Jak pokonać wiosenne zmęczenie?
Objawy wiosennego zmęczenia to senność, apatia, bóle głowy, rozdrażnienie. Są one skutkiem procesu adaptacji organizmu do nowych warunków, który trwa około 2-3 tygodni. Szczególnie wrażliwi na te wiosenne zmęczenie są meteopaci. Nawet 60% społeczeństwa ma wyżej wymienione objawy.
Dlaczego tak się dzieje gdy dni są dłuższe, za oknem mamy więcej słońca, a przyroda budzi się do życia?
Mechanizm nie jest do końca poznany, ale prawdopodobnie odpowiadają za to zmiany ciśnienia atmosferycznego, wiatru, wilgotności powietrza i front atmosferyczny.

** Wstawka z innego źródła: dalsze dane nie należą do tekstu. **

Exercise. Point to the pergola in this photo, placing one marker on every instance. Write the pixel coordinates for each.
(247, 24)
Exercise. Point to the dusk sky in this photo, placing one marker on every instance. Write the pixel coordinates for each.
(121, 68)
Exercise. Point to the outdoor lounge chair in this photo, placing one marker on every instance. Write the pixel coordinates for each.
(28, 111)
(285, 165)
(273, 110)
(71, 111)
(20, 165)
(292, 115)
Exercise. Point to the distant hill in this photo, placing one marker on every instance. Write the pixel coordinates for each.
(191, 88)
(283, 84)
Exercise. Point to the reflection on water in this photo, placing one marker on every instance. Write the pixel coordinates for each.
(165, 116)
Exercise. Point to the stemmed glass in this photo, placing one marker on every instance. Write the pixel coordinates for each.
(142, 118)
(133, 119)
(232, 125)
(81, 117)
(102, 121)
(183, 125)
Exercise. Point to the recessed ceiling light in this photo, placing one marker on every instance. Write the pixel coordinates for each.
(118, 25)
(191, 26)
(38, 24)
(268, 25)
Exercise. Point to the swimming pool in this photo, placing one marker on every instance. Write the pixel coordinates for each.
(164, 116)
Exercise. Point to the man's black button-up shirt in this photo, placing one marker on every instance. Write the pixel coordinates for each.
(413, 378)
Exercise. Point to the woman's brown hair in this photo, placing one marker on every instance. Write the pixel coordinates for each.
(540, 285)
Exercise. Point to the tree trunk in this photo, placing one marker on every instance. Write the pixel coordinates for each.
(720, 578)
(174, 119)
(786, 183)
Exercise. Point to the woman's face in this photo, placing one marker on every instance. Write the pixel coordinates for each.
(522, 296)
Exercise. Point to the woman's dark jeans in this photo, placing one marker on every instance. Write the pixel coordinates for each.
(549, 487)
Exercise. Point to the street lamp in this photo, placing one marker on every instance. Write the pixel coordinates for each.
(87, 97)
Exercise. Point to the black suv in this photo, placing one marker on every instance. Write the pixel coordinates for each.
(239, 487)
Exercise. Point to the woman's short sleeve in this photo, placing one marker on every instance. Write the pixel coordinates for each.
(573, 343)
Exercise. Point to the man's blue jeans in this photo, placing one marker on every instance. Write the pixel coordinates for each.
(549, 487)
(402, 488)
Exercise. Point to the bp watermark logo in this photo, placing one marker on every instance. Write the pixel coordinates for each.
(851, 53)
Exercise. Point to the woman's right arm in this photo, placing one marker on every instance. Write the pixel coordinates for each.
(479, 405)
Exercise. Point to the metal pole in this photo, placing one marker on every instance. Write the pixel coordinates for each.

Nasz organizm jest już zmęczony zimą, zwłaszcza jeśli jedliśmy w tym okresie mniej warzyw i mniej się ruszaliśmy.
Jak zatem płynnie przejść z okresu zimowej stagnacji w okres wiosennego przebudzenia się organizmu?
Po pierwsze śniadanie
Śniadanie powinno dostarczać nam energii i sprawnie funkcjonować przez kolejne 3-4 godziny i mieć siłę do pracy. Najważniejszym źródłem energii są węglowodany złożone, których nie powinno zabraknąć w naszym posiłku. Są to głównie produkty zbożowe, dlatego pamiętajmy by na talerzu znalazły się: pełnoziarniste pieczywo, płatki owsiane czy otręby. Ważne są również ekologiczne owoce i warzywa, bo zawierają dużo błonnika (np. w formie świeżo wyciskanych owoców czy koktajli) oraz nabiał. Naszą odporność poprawią mleczne, fermentowane napoje, zawierające żywe kultury bakterii, np. jogurty. Kakao będzie dobrym sposobem na wiosenne zmęczenie ze względu na zawartość magnezu. Jedzmy również orzechy bogate w witaminę D i kwasy omega-3. Wzbogaćmy nasze śniadania w kiełki, które są źródłem cennych witamin i minerałów.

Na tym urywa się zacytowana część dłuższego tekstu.